Bölüm 8 -Tehdit-

1.1K 79 9
                                    

Yere düşen mermi yuvarlanarak Merih'in yanına kadar gitti. Merih eğilip mermiyi eline aldı.

"Bu ne?"

"Boncuk." Hay ben atacağım yalana.

"Beyza mermi olduğunu anlıyorum malesef o kadar salak değilim."

"Yanlış gelmiştir veya bir arkadaşım şaka yapmak istemiştir." Diyerek elindeki mermiye uzandım ama nafile zaten Merih çok uzun bir de yukarı kaldırınca ellerini.

"Anlat bakalım her şeyi?"

"Anlatmak istemiyorum hem seni ilgilendirmiyor benim sorunlarım."

"Senin çevrendeyim ya hani bende onun için benide ilgilendiriyor."

"Uzak dur o zaman benden! İnan bana dışarıdan göründüğü kadar, gösterdiğim kadar renkli bir hayatım yok. Tam aksine sorunlarla, mücadelelerle dolu hayatım." Ağlamak istemiyordum ama göz yaşlarımı daha fazla tutamamıştım. Sinirle yere çöktüm sırtımı duvara yaslayıp başımı ellerimin arasına aldım.

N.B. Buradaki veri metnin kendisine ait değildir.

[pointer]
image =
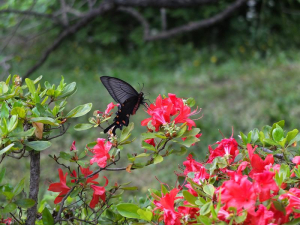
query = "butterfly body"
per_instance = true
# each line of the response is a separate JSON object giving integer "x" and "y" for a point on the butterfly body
{"x": 128, "y": 98}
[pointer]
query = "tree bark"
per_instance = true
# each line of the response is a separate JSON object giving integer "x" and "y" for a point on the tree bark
{"x": 34, "y": 186}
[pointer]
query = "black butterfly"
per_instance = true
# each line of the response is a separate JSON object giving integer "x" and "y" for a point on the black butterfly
{"x": 128, "y": 98}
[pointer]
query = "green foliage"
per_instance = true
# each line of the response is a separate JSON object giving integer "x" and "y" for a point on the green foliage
{"x": 28, "y": 115}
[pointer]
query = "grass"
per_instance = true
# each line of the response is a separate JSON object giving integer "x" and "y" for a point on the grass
{"x": 233, "y": 92}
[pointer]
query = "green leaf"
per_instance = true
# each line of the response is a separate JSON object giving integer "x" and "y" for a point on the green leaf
{"x": 126, "y": 132}
{"x": 255, "y": 135}
{"x": 68, "y": 90}
{"x": 296, "y": 139}
{"x": 83, "y": 126}
{"x": 44, "y": 120}
{"x": 188, "y": 141}
{"x": 181, "y": 131}
{"x": 145, "y": 215}
{"x": 293, "y": 222}
{"x": 205, "y": 209}
{"x": 129, "y": 188}
{"x": 241, "y": 218}
{"x": 2, "y": 174}
{"x": 13, "y": 122}
{"x": 142, "y": 155}
{"x": 38, "y": 145}
{"x": 280, "y": 124}
{"x": 75, "y": 192}
{"x": 158, "y": 159}
{"x": 79, "y": 110}
{"x": 27, "y": 133}
{"x": 4, "y": 110}
{"x": 25, "y": 203}
{"x": 291, "y": 135}
{"x": 18, "y": 111}
{"x": 47, "y": 217}
{"x": 128, "y": 210}
{"x": 189, "y": 197}
{"x": 9, "y": 208}
{"x": 148, "y": 135}
{"x": 7, "y": 148}
{"x": 238, "y": 157}
{"x": 209, "y": 189}
{"x": 193, "y": 132}
{"x": 277, "y": 134}
{"x": 30, "y": 86}
{"x": 20, "y": 186}
{"x": 190, "y": 102}
{"x": 205, "y": 220}
{"x": 147, "y": 146}
{"x": 65, "y": 155}
{"x": 244, "y": 138}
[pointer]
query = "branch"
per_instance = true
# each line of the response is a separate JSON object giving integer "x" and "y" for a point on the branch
{"x": 199, "y": 24}
{"x": 61, "y": 207}
{"x": 163, "y": 3}
{"x": 62, "y": 132}
{"x": 30, "y": 13}
{"x": 34, "y": 185}
{"x": 104, "y": 7}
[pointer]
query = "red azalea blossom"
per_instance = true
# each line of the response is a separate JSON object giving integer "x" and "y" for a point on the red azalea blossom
{"x": 99, "y": 192}
{"x": 100, "y": 151}
{"x": 264, "y": 184}
{"x": 110, "y": 106}
{"x": 227, "y": 147}
{"x": 73, "y": 147}
{"x": 258, "y": 165}
{"x": 197, "y": 136}
{"x": 85, "y": 172}
{"x": 191, "y": 165}
{"x": 60, "y": 187}
{"x": 150, "y": 142}
{"x": 163, "y": 109}
{"x": 262, "y": 216}
{"x": 166, "y": 204}
{"x": 231, "y": 193}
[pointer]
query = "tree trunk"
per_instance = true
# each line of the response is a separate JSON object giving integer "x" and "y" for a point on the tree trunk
{"x": 34, "y": 185}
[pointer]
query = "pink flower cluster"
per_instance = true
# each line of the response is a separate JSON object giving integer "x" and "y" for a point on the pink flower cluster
{"x": 164, "y": 109}
{"x": 246, "y": 186}
{"x": 63, "y": 189}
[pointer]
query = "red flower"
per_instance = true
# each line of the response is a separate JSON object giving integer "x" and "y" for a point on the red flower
{"x": 163, "y": 109}
{"x": 197, "y": 136}
{"x": 265, "y": 184}
{"x": 191, "y": 165}
{"x": 99, "y": 192}
{"x": 7, "y": 221}
{"x": 296, "y": 160}
{"x": 60, "y": 187}
{"x": 227, "y": 147}
{"x": 73, "y": 147}
{"x": 166, "y": 204}
{"x": 85, "y": 172}
{"x": 262, "y": 216}
{"x": 191, "y": 212}
{"x": 100, "y": 151}
{"x": 231, "y": 193}
{"x": 294, "y": 201}
{"x": 110, "y": 106}
{"x": 258, "y": 165}
{"x": 150, "y": 142}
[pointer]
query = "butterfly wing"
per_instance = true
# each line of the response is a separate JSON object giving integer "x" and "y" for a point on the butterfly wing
{"x": 119, "y": 90}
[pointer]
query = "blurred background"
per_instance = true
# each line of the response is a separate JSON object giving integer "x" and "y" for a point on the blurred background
{"x": 238, "y": 59}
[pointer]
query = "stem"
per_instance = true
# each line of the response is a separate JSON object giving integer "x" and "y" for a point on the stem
{"x": 34, "y": 185}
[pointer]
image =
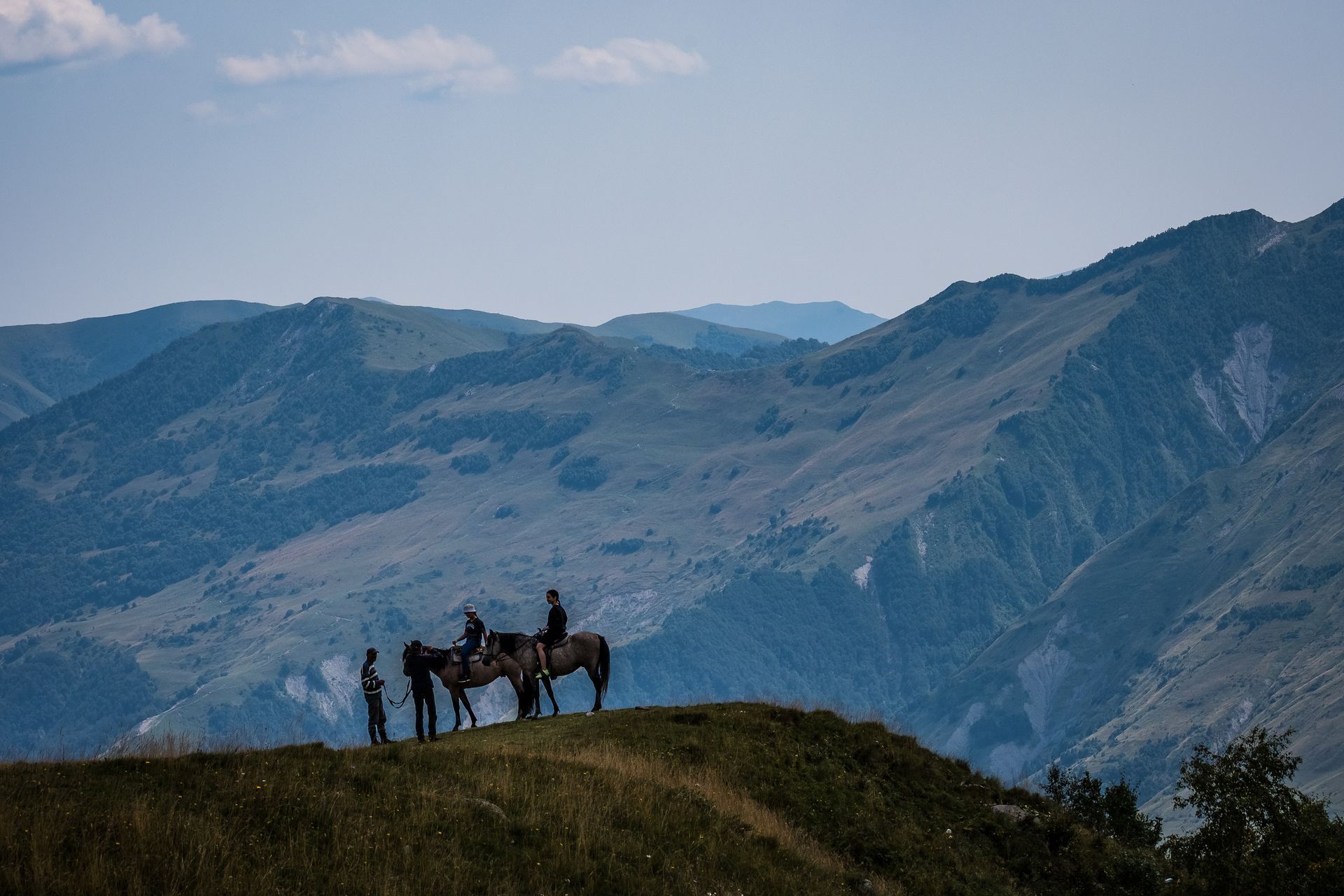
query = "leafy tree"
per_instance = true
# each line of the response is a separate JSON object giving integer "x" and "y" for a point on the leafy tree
{"x": 1259, "y": 834}
{"x": 1112, "y": 809}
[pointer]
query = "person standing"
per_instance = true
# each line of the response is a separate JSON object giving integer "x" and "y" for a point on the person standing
{"x": 554, "y": 630}
{"x": 472, "y": 640}
{"x": 372, "y": 687}
{"x": 419, "y": 666}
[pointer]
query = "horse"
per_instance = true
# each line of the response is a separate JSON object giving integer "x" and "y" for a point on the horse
{"x": 483, "y": 673}
{"x": 580, "y": 650}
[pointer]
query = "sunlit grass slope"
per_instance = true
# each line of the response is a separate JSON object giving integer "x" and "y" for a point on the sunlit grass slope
{"x": 704, "y": 799}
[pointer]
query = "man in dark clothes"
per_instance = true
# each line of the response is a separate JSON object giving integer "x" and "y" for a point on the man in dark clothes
{"x": 472, "y": 638}
{"x": 374, "y": 697}
{"x": 554, "y": 630}
{"x": 419, "y": 665}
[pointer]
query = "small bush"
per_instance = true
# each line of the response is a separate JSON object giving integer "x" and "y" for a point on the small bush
{"x": 584, "y": 473}
{"x": 470, "y": 464}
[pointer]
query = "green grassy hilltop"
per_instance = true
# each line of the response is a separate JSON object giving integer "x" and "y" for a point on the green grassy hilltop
{"x": 723, "y": 798}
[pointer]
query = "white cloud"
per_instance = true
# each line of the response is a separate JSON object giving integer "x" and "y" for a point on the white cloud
{"x": 625, "y": 61}
{"x": 209, "y": 112}
{"x": 432, "y": 61}
{"x": 48, "y": 33}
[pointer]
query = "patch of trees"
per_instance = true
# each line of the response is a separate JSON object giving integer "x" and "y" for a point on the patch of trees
{"x": 80, "y": 694}
{"x": 622, "y": 546}
{"x": 470, "y": 464}
{"x": 514, "y": 430}
{"x": 584, "y": 473}
{"x": 1307, "y": 578}
{"x": 1253, "y": 617}
{"x": 1257, "y": 834}
{"x": 70, "y": 552}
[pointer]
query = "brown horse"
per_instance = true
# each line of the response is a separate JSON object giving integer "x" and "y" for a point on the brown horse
{"x": 483, "y": 673}
{"x": 580, "y": 650}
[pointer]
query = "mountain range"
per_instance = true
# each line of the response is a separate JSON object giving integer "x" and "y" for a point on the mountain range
{"x": 1086, "y": 517}
{"x": 825, "y": 321}
{"x": 45, "y": 363}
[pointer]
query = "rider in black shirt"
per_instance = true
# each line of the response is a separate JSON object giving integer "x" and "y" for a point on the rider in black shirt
{"x": 554, "y": 630}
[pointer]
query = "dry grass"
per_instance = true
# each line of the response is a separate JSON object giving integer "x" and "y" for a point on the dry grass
{"x": 711, "y": 799}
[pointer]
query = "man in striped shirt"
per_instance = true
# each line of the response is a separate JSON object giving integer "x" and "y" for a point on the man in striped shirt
{"x": 374, "y": 697}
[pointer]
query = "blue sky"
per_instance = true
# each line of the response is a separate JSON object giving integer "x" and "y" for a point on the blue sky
{"x": 577, "y": 162}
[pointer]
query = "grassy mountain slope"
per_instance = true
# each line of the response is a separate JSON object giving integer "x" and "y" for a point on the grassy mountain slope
{"x": 827, "y": 321}
{"x": 45, "y": 363}
{"x": 237, "y": 516}
{"x": 715, "y": 798}
{"x": 1219, "y": 613}
{"x": 679, "y": 331}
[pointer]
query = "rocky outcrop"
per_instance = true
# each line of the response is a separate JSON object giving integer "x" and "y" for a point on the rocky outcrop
{"x": 1246, "y": 384}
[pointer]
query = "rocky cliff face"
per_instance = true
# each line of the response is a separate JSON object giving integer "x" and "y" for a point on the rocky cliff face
{"x": 241, "y": 514}
{"x": 1246, "y": 384}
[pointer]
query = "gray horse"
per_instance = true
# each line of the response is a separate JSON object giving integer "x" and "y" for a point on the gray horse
{"x": 580, "y": 650}
{"x": 483, "y": 673}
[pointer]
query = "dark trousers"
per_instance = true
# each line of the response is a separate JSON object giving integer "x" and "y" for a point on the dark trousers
{"x": 468, "y": 649}
{"x": 426, "y": 701}
{"x": 377, "y": 716}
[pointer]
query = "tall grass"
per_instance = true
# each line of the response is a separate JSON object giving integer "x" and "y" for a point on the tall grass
{"x": 711, "y": 799}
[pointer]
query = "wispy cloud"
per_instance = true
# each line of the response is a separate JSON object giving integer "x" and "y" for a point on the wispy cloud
{"x": 49, "y": 33}
{"x": 625, "y": 61}
{"x": 428, "y": 58}
{"x": 209, "y": 112}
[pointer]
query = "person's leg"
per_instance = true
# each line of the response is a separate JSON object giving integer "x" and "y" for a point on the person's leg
{"x": 372, "y": 718}
{"x": 382, "y": 720}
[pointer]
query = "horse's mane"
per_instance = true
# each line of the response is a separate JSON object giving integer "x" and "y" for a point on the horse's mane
{"x": 511, "y": 641}
{"x": 438, "y": 659}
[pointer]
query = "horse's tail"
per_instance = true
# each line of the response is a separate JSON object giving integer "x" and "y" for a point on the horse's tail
{"x": 604, "y": 664}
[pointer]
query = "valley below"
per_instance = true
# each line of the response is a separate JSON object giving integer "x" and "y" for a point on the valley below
{"x": 1092, "y": 519}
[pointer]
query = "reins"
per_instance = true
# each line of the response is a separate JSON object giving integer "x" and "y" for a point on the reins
{"x": 405, "y": 697}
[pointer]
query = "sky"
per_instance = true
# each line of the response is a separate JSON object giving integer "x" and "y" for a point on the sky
{"x": 581, "y": 160}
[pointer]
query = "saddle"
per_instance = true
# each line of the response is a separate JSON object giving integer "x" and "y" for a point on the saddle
{"x": 454, "y": 654}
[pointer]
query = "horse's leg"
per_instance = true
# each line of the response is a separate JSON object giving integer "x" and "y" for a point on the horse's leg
{"x": 468, "y": 707}
{"x": 550, "y": 692}
{"x": 597, "y": 687}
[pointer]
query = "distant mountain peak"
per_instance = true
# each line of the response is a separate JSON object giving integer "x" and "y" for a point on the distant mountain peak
{"x": 830, "y": 321}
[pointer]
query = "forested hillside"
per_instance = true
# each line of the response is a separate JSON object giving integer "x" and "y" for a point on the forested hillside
{"x": 239, "y": 514}
{"x": 45, "y": 363}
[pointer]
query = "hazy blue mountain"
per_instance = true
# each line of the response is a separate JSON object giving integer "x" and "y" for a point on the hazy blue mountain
{"x": 225, "y": 527}
{"x": 45, "y": 363}
{"x": 827, "y": 321}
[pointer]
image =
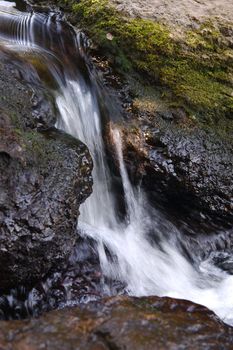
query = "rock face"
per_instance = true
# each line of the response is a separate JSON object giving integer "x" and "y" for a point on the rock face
{"x": 181, "y": 163}
{"x": 44, "y": 177}
{"x": 121, "y": 323}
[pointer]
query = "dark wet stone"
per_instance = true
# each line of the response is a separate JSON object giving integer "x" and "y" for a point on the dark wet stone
{"x": 121, "y": 323}
{"x": 185, "y": 167}
{"x": 44, "y": 177}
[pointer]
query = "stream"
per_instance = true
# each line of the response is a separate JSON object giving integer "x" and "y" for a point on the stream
{"x": 141, "y": 250}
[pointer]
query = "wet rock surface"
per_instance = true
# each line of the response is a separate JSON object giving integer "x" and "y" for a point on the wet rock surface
{"x": 44, "y": 177}
{"x": 121, "y": 323}
{"x": 181, "y": 165}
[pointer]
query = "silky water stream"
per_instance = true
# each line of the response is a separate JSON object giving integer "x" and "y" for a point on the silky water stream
{"x": 142, "y": 250}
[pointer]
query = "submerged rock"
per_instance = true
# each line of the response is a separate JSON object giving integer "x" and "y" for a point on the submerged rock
{"x": 121, "y": 323}
{"x": 44, "y": 177}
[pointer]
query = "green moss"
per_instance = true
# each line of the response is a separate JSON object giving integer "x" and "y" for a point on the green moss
{"x": 194, "y": 70}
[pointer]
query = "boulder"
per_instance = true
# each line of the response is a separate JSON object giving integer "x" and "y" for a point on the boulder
{"x": 44, "y": 177}
{"x": 121, "y": 323}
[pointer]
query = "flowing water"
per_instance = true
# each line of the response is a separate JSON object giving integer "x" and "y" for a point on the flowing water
{"x": 143, "y": 249}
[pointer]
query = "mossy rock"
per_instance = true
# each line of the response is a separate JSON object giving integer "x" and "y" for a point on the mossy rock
{"x": 193, "y": 69}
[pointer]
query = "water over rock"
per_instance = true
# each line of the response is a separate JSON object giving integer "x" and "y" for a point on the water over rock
{"x": 44, "y": 177}
{"x": 121, "y": 323}
{"x": 180, "y": 164}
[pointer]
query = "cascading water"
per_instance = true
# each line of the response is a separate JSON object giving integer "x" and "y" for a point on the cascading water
{"x": 142, "y": 250}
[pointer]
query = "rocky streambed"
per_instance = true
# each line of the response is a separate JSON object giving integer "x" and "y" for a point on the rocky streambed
{"x": 176, "y": 144}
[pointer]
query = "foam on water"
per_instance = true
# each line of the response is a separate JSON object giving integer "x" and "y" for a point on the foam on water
{"x": 144, "y": 247}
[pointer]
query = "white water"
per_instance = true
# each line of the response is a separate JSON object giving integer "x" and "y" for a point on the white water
{"x": 145, "y": 267}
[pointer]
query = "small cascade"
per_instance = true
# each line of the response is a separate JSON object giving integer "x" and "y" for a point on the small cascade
{"x": 142, "y": 250}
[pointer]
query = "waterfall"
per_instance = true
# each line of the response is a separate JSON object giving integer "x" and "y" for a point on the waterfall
{"x": 146, "y": 266}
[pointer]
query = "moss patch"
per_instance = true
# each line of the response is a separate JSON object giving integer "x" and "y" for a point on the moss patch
{"x": 194, "y": 70}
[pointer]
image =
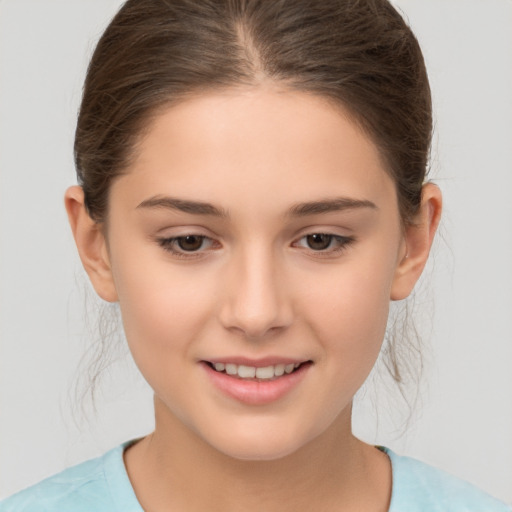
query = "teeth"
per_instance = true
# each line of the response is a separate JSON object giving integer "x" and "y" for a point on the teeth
{"x": 246, "y": 372}
{"x": 264, "y": 373}
{"x": 231, "y": 369}
{"x": 279, "y": 370}
{"x": 251, "y": 372}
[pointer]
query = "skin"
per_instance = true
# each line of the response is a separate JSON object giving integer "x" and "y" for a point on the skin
{"x": 255, "y": 288}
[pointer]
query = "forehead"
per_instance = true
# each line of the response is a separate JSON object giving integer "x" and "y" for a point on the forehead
{"x": 259, "y": 147}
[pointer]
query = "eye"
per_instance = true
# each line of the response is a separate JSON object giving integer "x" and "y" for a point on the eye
{"x": 181, "y": 245}
{"x": 324, "y": 242}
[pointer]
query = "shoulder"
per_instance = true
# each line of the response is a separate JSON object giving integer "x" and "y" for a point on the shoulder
{"x": 99, "y": 484}
{"x": 418, "y": 487}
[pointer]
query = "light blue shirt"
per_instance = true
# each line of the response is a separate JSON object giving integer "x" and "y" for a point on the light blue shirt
{"x": 102, "y": 485}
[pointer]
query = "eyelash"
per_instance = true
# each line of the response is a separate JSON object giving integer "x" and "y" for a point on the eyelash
{"x": 171, "y": 245}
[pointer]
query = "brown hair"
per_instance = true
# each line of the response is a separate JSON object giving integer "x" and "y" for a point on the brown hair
{"x": 358, "y": 53}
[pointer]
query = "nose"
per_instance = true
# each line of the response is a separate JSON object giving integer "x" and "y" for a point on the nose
{"x": 256, "y": 299}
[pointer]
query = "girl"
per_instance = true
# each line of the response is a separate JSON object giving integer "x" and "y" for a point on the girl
{"x": 252, "y": 193}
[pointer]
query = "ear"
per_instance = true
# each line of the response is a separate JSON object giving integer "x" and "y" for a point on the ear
{"x": 418, "y": 238}
{"x": 91, "y": 243}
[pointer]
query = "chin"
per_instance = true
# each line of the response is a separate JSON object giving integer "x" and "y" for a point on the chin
{"x": 260, "y": 445}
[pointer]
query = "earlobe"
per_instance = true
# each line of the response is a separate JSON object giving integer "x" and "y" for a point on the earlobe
{"x": 418, "y": 240}
{"x": 91, "y": 243}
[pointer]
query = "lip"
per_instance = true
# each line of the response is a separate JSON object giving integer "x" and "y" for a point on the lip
{"x": 256, "y": 392}
{"x": 257, "y": 363}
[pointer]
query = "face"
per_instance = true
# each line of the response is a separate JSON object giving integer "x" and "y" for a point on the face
{"x": 254, "y": 243}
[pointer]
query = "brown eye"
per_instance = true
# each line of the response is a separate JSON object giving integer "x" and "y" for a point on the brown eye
{"x": 190, "y": 243}
{"x": 319, "y": 241}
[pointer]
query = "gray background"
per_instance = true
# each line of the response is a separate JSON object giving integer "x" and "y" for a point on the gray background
{"x": 464, "y": 423}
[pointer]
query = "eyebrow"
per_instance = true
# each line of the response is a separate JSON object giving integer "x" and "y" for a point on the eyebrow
{"x": 298, "y": 210}
{"x": 336, "y": 204}
{"x": 183, "y": 205}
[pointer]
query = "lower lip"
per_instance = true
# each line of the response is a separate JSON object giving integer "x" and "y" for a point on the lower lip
{"x": 256, "y": 392}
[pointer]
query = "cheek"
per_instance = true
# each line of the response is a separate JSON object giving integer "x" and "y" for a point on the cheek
{"x": 163, "y": 309}
{"x": 351, "y": 313}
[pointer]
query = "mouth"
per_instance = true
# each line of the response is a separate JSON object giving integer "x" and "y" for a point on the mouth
{"x": 256, "y": 383}
{"x": 256, "y": 373}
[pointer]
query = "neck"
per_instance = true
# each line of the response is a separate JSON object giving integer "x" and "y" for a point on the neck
{"x": 174, "y": 469}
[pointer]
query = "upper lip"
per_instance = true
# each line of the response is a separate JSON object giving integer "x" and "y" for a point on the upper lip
{"x": 257, "y": 363}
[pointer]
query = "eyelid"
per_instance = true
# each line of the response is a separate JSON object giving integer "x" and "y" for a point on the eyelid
{"x": 343, "y": 243}
{"x": 169, "y": 244}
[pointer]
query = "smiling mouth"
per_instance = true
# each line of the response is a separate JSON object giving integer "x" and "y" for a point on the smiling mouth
{"x": 265, "y": 373}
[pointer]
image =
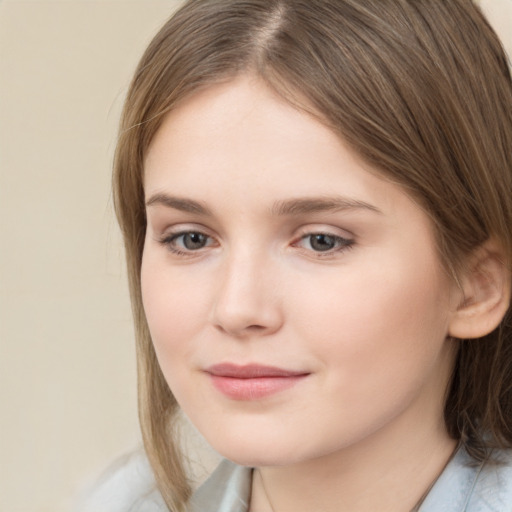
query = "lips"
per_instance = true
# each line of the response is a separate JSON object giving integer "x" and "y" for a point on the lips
{"x": 252, "y": 381}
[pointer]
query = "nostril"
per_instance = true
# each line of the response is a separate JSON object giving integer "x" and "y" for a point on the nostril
{"x": 256, "y": 327}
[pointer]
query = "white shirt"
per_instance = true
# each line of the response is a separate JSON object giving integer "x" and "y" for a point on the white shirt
{"x": 462, "y": 487}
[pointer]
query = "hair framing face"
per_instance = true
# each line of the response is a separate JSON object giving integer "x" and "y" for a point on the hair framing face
{"x": 420, "y": 90}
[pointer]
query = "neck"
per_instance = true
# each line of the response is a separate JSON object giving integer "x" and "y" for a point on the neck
{"x": 372, "y": 475}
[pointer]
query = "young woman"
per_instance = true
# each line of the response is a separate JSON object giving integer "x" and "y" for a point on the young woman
{"x": 316, "y": 201}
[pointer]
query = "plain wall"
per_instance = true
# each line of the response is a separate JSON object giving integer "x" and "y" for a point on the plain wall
{"x": 67, "y": 368}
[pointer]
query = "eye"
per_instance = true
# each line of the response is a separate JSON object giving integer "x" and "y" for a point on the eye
{"x": 324, "y": 242}
{"x": 187, "y": 241}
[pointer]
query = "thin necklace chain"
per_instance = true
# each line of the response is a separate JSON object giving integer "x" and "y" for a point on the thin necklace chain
{"x": 416, "y": 507}
{"x": 267, "y": 497}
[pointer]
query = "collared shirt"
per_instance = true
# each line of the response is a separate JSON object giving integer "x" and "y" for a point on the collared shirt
{"x": 463, "y": 486}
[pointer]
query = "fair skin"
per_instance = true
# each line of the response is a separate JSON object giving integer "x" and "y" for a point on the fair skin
{"x": 269, "y": 242}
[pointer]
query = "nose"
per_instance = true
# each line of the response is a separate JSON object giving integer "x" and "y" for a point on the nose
{"x": 247, "y": 302}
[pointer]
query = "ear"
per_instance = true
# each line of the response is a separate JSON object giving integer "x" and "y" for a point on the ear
{"x": 486, "y": 293}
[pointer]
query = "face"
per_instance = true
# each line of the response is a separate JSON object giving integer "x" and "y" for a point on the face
{"x": 295, "y": 299}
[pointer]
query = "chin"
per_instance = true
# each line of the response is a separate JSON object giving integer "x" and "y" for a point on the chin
{"x": 257, "y": 452}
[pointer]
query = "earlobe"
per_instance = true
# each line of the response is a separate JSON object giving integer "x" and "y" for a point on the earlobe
{"x": 486, "y": 287}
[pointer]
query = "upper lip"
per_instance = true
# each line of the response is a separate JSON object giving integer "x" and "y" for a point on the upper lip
{"x": 250, "y": 371}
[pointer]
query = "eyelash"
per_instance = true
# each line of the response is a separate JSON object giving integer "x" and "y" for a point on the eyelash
{"x": 341, "y": 244}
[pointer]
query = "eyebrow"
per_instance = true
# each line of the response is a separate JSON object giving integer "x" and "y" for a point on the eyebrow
{"x": 179, "y": 203}
{"x": 320, "y": 204}
{"x": 288, "y": 207}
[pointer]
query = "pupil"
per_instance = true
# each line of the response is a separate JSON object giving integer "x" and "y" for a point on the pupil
{"x": 194, "y": 240}
{"x": 322, "y": 242}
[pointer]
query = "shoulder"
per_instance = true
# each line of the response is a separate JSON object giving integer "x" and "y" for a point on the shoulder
{"x": 473, "y": 487}
{"x": 128, "y": 485}
{"x": 493, "y": 485}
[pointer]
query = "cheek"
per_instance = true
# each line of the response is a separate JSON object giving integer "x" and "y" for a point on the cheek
{"x": 175, "y": 308}
{"x": 378, "y": 318}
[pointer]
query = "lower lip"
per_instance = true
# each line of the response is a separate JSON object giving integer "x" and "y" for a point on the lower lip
{"x": 255, "y": 388}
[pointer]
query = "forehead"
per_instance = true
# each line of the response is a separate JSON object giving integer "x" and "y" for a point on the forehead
{"x": 241, "y": 141}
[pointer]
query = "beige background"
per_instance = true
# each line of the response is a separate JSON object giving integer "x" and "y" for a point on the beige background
{"x": 67, "y": 369}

Telefonuma üst üste sesli mesajlar gelmişti. Kim olduğuna bile bakmadan mesajları açtım.

-Umarım mesajlar yerine gitmiştir Aleda! Türkiye'ye dönüyorsun ve beni düşürdüğün rezil duruma bir son veriyorsun kim olduğunu unutma istersen yoksa hatırlatmak zorunda kalırım annenin neden öldüğünü yok hatırlamak da olmadı diyorsan uygulamalı olarak gösteririm. Sana 2 hafta Aleda Öztürk gittiğin gibi geleceksin!

Ses babama aitti. Aklıma annemin gözlerimin önünde ölmesi gelince daha çok ağlamaya başladım. Ama her ne olursa olsun o cehenneme gitmeyecektim.

"İnci tanesi göz yaşlarını dökme. Anlat bana her şeyi lütfen." Merih'i başımla onaylayıp yerden kalktım.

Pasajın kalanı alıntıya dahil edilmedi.